Paleari tenta esconder que é investigado pela Polícia Federal em operação derivada da Lava Jato e tem pedido negado na justiça

Segundo a magistrada Mariana Rezende Ferreira Yoshida Juíza Eleitoral a reportagem não se trata de matéria falsa e sim verdadeira

14/11/2020 10h06
Por: Redação
Fonte: Folha da Cidade MS

Nesta sexta-feira (13) após nossa redação publicar uma matéria de interesse popular com o titulo "Bois de papel" Processo de investigação onde Paleari é acusado de emitir notas frias segue em andamento, o então candidato José Pulo Paleari um dos alvos da investigação da Lava Jato através de seus advogados, ajuizou uma ação em caráter liminar tentando retirar a matéria induzindo a justiça de que a mesma seria falsa “Fake News”.

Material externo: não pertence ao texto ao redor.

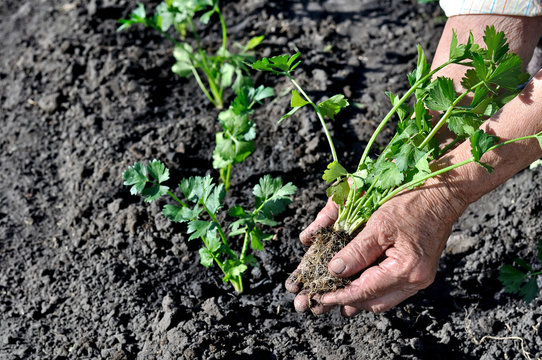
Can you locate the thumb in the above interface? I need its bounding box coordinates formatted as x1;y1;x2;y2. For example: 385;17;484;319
328;224;391;277
299;197;338;245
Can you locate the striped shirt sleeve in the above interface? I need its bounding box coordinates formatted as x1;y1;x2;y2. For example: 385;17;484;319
440;0;542;17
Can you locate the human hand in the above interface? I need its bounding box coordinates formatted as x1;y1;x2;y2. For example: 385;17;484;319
286;179;467;316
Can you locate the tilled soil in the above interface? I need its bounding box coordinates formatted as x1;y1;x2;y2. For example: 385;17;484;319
1;0;541;359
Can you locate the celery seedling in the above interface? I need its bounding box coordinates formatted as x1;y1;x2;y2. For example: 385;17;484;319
123;160;296;293
499;239;542;304
256;26;542;293
213;85;274;191
118;1;264;108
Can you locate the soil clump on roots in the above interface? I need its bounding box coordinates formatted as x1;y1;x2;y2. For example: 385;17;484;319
297;227;352;294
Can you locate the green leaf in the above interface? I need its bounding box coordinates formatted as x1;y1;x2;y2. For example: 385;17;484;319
514;257;534;273
278;107;302;123
141;185;169;202
415;45;430;81
449;30;470;61
253;175;297;218
447;112;483;138
180;175;214;203
199;248;214;267
199;8;216;24
538;239;542;263
117;3;147;31
326;180;350;205
163;204;201;223
519;277;539;304
499;264;527;293
123;162;148;195
460;69;481;90
536;134;542;150
222;260;248;282
244;35;265;51
386;92;412;122
187;220;212;241
393;144;426;172
322;161;348;184
220;63;235;88
489;55;529;90
252;53;301;74
375;161;404;189
250;227;272;251
425;77;456;111
291;89;309;108
206;228;221;252
470;129;498;162
147;159;170;183
228;205;246;218
243;254;258;267
155;2;174;31
317;95;349;120
204;184;225;215
252;85;274;103
483;25;508;63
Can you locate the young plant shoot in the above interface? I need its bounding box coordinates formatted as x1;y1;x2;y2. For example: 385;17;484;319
499;239;542;304
255;26;542;294
118;0;264;108
123;160;296;293
213;85;274;191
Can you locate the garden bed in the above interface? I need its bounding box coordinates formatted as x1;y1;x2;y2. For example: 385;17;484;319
1;0;541;359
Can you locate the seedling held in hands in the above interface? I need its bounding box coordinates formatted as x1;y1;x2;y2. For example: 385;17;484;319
123;160;296;293
255;26;542;295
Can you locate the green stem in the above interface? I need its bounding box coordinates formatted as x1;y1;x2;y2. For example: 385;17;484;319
221;164;232;192
358;60;454;168
168;190;188;207
217;9;228;56
205;208;237;259
230;276;244;293
377;158;474;208
287;75;338;162
191;67;218;106
188;18;223;108
240;231;250;262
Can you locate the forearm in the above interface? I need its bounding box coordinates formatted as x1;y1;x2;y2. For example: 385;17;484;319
431;15;542;205
438;72;542;205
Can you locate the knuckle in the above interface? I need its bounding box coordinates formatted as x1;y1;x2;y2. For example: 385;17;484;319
406;260;435;288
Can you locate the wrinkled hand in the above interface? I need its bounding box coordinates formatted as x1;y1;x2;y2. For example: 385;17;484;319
286;180;467;316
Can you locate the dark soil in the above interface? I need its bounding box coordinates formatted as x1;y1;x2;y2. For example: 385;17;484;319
1;0;542;359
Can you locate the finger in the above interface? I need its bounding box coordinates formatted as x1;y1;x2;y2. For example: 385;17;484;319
285;267;302;293
340;305;362;318
327;225;392;277
293;290;310;313
299;197;338;245
285;244;317;293
357;288;419;314
308;293;335;315
321;257;402;306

No despacho da Juíza Eleitoral da 011ª Zona Eleitoral de Rio Brilhante Dra. Mariana Rezende Ferreira Yoshida, a mesma negou o provimento ao autor, em seu despacho a mesma justificou que a operação Vostok derivada da Lava Jato, onde o candidato é investigado pela Policia Federal por emissão de notas fiscais frias é verdadeira e portanto não se tratava de noticia falsa “Fake News”. Outrora a excelentíssima juíza destacou ainda que em rápida busca na internet é possível verificar que outros veículos de comunicação já divulgaram em épocas anteriores notícia idêntica à que agora a parte representante almeja excluir da rede social por se tratar de período eleitoral.

O caso

Uma delação premiada realizada pelo empresário Wesley Batista um dos donos da maior empresa do Brasil, coloca o empresário e candidato a prefeito de Nova Alvorada do Sul José Paleari como investigado por emitir notas frias de compra e venda de gado para a JBS.

 Nossa reportagem apurou que o processo se encontra em andamento, onde os suspeitos já foram ouvidos pela Polícia Federal.

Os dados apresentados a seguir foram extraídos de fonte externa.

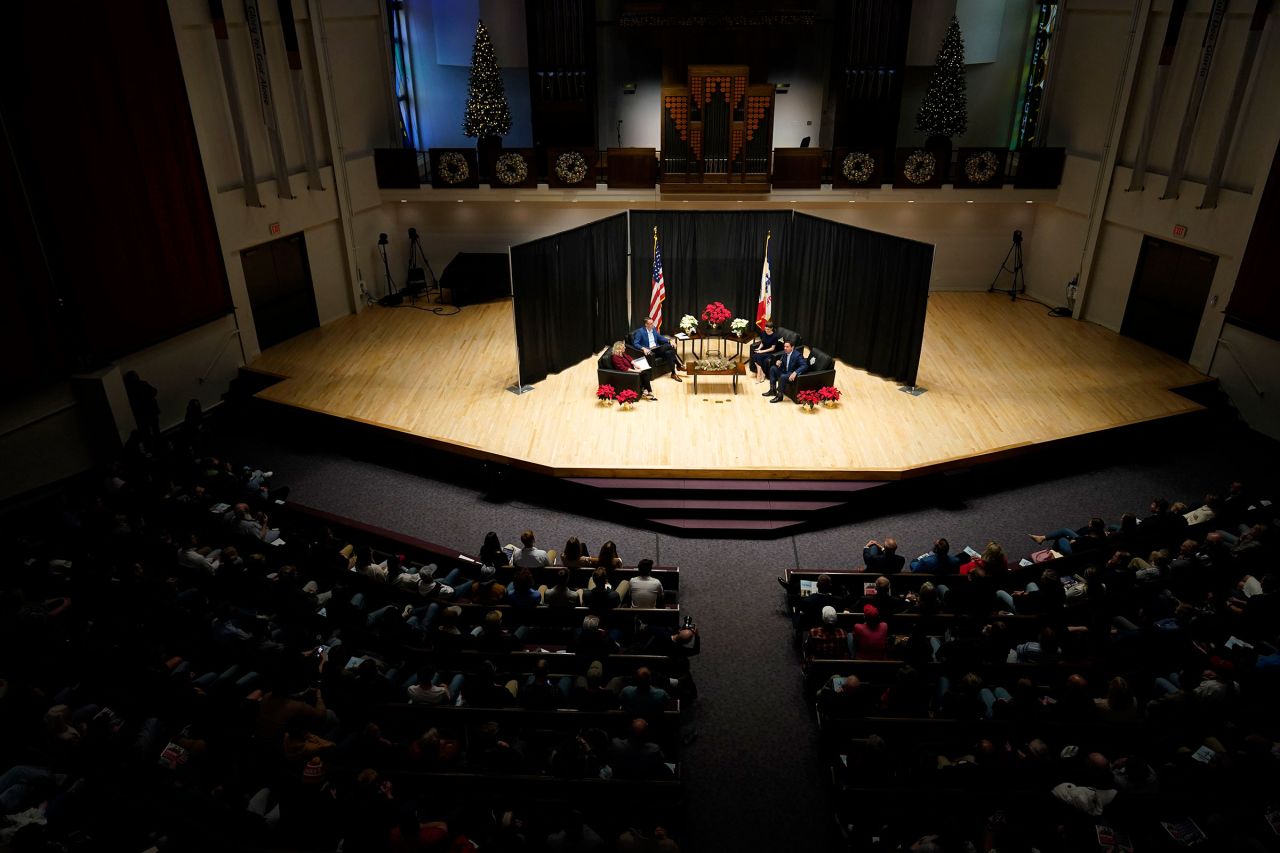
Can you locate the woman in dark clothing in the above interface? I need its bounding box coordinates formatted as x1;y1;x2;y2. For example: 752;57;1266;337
479;532;509;567
749;321;780;382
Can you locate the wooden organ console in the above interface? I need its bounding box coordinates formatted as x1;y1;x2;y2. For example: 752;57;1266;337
660;65;773;192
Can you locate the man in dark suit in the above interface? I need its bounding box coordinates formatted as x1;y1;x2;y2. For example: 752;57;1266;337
765;340;807;402
631;318;683;381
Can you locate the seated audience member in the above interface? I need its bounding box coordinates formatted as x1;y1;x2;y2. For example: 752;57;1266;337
560;537;592;568
479;531;511;567
596;540;623;569
910;538;961;574
627;559;664;608
805;606;850;665
1094;676;1138;722
618;667;670;717
854;575;904;617
817;674;870;716
1140;496;1190;542
794;573;843;627
610;341;658;401
571;614;619;664
513;530;550;568
863;538;904;574
583;567;629;610
506;568;543;608
1028;517;1106;555
608;719;670;779
851;605;889;660
539;568;582;607
959;540;1007;578
469;610;524;652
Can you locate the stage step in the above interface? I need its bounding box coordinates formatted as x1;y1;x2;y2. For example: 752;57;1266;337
562;476;893;537
606;497;844;518
644;517;808;536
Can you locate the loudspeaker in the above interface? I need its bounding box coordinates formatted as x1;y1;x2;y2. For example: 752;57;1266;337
373;148;421;189
1014;147;1066;189
378;291;403;307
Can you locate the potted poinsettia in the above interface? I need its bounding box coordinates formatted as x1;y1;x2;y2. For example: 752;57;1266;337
679;315;698;335
616;388;639;409
701;302;731;330
818;386;842;408
596;384;616;406
730;317;750;338
796;389;821;412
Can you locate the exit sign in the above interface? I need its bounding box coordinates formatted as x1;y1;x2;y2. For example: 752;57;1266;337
1172;224;1187;238
269;222;281;235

 O processo de investigação repercutiu nacionalmente sendo inclusive matéria principal na revista eletrônica semanal Fantástico da Rede Globo de televisão.

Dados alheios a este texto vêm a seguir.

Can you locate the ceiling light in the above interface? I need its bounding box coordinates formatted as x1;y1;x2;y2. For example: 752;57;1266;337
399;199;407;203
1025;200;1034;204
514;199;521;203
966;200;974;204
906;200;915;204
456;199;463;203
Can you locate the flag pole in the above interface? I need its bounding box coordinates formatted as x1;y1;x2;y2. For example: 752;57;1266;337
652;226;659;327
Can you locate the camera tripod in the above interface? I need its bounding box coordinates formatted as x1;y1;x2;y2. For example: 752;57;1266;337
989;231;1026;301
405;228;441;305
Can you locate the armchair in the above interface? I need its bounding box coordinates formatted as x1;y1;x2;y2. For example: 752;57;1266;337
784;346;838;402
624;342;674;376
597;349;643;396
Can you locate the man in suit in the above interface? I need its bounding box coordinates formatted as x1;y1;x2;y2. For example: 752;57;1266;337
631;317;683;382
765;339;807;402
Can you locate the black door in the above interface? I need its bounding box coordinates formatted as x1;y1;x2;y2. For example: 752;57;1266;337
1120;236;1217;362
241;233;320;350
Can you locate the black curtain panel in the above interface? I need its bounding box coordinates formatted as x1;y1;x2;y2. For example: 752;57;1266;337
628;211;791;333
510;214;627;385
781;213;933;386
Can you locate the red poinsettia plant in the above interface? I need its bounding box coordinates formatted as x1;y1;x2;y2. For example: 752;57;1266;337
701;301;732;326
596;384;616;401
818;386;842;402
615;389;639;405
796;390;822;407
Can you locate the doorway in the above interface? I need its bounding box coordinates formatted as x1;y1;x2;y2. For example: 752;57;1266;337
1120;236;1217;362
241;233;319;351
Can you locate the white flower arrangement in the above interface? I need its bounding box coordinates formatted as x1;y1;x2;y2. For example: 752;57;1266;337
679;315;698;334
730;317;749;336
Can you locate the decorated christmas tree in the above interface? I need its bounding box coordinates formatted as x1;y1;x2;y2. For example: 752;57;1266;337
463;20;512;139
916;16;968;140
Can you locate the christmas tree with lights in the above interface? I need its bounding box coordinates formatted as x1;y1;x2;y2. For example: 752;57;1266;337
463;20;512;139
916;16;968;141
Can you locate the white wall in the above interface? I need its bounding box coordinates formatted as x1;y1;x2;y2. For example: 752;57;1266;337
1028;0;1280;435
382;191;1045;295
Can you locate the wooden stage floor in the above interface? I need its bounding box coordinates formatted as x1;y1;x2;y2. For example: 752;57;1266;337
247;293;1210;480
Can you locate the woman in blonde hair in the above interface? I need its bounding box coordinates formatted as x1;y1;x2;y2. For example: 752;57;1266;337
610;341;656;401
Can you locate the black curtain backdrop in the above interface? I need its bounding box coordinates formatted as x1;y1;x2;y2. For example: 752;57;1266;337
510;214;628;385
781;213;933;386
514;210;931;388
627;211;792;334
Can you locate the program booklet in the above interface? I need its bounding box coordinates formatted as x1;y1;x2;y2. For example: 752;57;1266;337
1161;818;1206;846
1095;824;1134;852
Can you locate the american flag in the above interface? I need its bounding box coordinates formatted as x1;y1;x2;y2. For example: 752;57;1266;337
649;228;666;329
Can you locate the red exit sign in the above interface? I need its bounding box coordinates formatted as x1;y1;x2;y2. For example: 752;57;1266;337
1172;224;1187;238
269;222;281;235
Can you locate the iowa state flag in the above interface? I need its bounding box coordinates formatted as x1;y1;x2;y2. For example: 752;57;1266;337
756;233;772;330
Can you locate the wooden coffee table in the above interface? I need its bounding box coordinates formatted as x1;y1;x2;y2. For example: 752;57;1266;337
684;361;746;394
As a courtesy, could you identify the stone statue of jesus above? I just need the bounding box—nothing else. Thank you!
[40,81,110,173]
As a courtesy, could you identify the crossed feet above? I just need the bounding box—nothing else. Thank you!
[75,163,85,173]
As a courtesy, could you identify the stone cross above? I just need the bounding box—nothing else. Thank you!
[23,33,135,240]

Segundo Operação Vostok, deflagrada m pela Polícia Federal, frigoríficos pagavam a pecuaristas por animais que não eram entregues e nem abatidos, um estratagema para notas fiscais ‘frias’ darem cobertura a dinheiro vivo destinado ao núcleo político supostamente integrado pelo governador de Mato Grosso do Sul.

 

O valor apurado em desvio e pagamento de propina está perto dos R$ 70 Milhões de Reais.